Behavioral Health: Addiction Is a Chronic Brain Disease


December 29, 2016   Tom Kimball, Ph. D.

In a conversation between MAP Clinical Directors Kerby Stewart, M.D., and Tom Kimball, Ph. D., LMFT they discuss how addiction is chronic brain disease and the stigma associated with the disease of addiction.

How is addiction stigma being transformed by reliable and measure outcomes data?

Kerby: Well there’s no doubt that there’s a lot of stigma associated with addiction. And in my experience that stigma is largely grounded in fear and uncertainty about the nature of the disease process -- uncertainty associated with recovery. Recovery is something we can count on, we can measure, we can guide it, we can overcome the stigma by producing great results, measuring those great results, and communicating those great results to our population as a whole.

Why is viewing Addiction as an illness, or disease, a matter of fact and not opinion?

Tom: We can very clearly see the changes in the structure and function of the brain by those who are struggling with addiction and those who are not. And those structure and function changes are responsible for the obsession and compulsion despite tremendous negative consequences. So it’s really not conjecture at all; in fact, it’s a scientific fact that those who suffer from addiction suffer from a brain disease.

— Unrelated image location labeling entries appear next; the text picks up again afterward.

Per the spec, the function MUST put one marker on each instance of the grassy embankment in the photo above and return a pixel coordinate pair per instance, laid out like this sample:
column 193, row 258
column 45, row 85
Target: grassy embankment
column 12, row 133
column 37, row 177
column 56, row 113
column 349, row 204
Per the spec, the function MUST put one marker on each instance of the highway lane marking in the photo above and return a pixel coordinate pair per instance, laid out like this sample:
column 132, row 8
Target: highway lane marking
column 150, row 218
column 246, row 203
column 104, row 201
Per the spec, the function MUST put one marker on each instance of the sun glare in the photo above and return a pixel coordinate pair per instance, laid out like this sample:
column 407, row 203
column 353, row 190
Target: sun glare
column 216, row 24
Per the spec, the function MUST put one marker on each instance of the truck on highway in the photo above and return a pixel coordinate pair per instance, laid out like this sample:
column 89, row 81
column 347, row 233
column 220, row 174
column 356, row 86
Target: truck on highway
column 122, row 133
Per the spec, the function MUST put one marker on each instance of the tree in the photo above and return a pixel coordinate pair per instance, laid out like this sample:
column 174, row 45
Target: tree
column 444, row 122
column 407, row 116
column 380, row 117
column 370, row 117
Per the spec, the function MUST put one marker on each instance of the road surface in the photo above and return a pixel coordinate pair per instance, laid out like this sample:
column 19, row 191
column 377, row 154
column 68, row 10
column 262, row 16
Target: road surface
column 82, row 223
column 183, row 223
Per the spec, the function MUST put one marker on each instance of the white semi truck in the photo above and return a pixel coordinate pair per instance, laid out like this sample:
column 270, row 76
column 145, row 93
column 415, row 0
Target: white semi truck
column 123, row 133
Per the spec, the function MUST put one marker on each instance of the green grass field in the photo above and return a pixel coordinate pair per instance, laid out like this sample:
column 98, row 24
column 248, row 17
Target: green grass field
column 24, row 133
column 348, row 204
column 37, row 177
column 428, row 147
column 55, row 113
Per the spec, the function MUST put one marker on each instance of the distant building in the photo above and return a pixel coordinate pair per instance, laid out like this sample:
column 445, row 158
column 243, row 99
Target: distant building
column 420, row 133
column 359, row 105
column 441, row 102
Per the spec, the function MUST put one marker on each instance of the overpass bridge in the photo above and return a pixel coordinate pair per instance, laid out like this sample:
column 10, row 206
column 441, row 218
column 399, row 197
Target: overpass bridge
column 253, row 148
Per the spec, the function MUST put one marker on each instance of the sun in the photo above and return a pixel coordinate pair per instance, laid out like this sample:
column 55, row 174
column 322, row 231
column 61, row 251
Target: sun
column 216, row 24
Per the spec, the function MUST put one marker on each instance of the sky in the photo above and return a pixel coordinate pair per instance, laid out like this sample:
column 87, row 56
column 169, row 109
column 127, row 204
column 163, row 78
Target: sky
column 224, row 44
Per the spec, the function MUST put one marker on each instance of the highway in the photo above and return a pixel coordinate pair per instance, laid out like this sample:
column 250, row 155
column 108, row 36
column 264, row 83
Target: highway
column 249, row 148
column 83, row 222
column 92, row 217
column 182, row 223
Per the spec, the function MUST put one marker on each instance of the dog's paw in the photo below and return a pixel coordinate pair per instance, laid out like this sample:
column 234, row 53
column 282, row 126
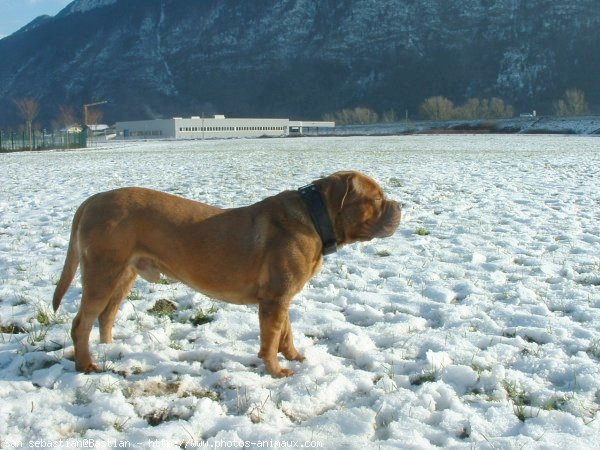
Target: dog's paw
column 87, row 368
column 282, row 373
column 295, row 357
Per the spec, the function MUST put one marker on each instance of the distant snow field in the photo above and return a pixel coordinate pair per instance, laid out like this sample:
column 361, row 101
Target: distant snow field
column 477, row 325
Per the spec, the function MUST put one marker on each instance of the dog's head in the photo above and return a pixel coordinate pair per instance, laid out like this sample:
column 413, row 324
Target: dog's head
column 358, row 207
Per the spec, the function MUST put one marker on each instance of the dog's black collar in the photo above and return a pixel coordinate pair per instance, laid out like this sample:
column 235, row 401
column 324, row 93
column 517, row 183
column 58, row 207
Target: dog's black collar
column 320, row 217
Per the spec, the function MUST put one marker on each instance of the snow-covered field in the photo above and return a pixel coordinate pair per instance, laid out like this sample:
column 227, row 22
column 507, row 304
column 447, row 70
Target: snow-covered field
column 477, row 325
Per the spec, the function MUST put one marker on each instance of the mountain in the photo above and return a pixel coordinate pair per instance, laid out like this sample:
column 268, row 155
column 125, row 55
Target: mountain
column 299, row 58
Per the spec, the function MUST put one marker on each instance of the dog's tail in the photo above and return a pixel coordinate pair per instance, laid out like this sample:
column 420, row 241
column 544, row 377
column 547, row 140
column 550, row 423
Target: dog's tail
column 71, row 262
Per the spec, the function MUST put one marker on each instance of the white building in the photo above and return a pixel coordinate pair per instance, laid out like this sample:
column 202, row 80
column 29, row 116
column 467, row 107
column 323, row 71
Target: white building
column 214, row 127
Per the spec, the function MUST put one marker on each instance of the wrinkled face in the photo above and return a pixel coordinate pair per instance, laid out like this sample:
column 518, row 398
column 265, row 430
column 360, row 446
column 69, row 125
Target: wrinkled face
column 358, row 207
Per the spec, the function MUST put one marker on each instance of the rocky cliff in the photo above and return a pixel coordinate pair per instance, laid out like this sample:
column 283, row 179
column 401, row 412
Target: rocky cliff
column 299, row 58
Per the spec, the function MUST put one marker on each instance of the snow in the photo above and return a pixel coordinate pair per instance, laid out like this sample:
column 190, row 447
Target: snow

In scientific terms, what happens to the addicted brain?

Kerby: The two main ways that our brain has evolved in order to respond to changing circumstances -- primary motivational systems in the brain, if you will -- are those of our stress response which is primarily associated with midbrain function and our reward pathway which unites both the midbrain and the prefrontal cortex. The reward pathway encourages through positive reinforcement behavior that we experience as rewarding, life promoting. Those are the things that give us pleasure or relief if we’re under stress. The stress response, I think we’re all familiar with that, that’s a negative reinforcer. But both of those two things reinforce behavior. Drugs that are abused by people, or misused, are misused because they activate the reward pathway and they promote relief from stress. So the brains of people who suffer from addiction are abnormally constructed around these two major motivational systems.

Tom: It may be that those who suffer from addiction are sensitive to stress from the very beginning -- that they feel under threat all the time. Even before they ever pick up, or use drugs, or use alcohol they feel threat. So once they use alcohol or drugs tremendous relief comes to them and the brain--the midbrain picks up on that and it elevates that in the hierarchy of survival needs.